Yes, it is possible for a Self-Managed Super Fund (SMSF) to own property jointly with other investors, including related parties. This is a common practice, and there are a few ways it can be structured.

Joint Ownership with Other Investors or Related Parties

An SMSF can hold property assets jointly with other entities such as family trusts, companies, or even the SMSF members personally. Typically, this joint ownership is structured as tenants in common, which means that each party’s ownership interest in the property is distinct and can be clearly identified on the property title.

Important Considerations

  1. Title and Ownership: The property title must clearly state the ownership percentages of each party involved.
  2. Income and Expenses: Income generated from the property and any expenses incurred need to be apportioned according to the ownership percentages of each party.
  3. Tenants in Common Agreement: It is usually recommended to have a formal ‘tenants in common agreement’ in place. This agreement outlines each party’s rights and obligations, ensuring clarity and avoiding potential disputes.

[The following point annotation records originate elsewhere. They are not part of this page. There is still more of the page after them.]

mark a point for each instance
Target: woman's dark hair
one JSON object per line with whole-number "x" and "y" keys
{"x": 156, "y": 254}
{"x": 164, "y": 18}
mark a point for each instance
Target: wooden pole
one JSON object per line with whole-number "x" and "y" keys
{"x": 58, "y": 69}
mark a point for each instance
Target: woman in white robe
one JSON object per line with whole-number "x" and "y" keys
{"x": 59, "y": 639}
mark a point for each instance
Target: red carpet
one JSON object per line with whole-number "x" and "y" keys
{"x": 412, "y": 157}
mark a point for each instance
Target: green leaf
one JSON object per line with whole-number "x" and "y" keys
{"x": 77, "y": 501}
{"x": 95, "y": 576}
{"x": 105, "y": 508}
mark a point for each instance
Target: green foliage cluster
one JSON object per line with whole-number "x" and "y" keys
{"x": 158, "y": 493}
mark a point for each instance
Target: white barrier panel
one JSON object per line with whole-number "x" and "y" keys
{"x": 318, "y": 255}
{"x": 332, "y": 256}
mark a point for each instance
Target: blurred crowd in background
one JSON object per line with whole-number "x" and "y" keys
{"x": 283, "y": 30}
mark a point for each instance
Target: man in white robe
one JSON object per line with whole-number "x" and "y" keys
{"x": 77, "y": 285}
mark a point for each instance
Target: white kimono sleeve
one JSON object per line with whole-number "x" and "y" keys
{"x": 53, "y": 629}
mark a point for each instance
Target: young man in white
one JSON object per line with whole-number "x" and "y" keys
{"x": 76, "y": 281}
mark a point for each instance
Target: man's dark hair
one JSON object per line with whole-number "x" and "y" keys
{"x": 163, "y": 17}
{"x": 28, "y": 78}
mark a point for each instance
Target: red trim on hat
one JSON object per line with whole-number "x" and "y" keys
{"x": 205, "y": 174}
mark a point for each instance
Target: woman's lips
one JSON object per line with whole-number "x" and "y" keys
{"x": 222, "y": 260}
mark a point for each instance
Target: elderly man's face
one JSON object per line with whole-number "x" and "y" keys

Alternative Ownership Structures

Another way an SMSF can invest in property is through a Unit Trust or Company. In this scenario:

  1. Buying Shares or Units: The SMSF can purchase shares in a related company or units in a related trust.
  2. Property Acquisition: The related entity (trust or company) then uses these funds to acquire the property.
  3. Funding Flexibility: This structure allows other related parties, individuals, or relatives to also buy shares or units in these entities. This collective investment can help fund the property purchase more quickly.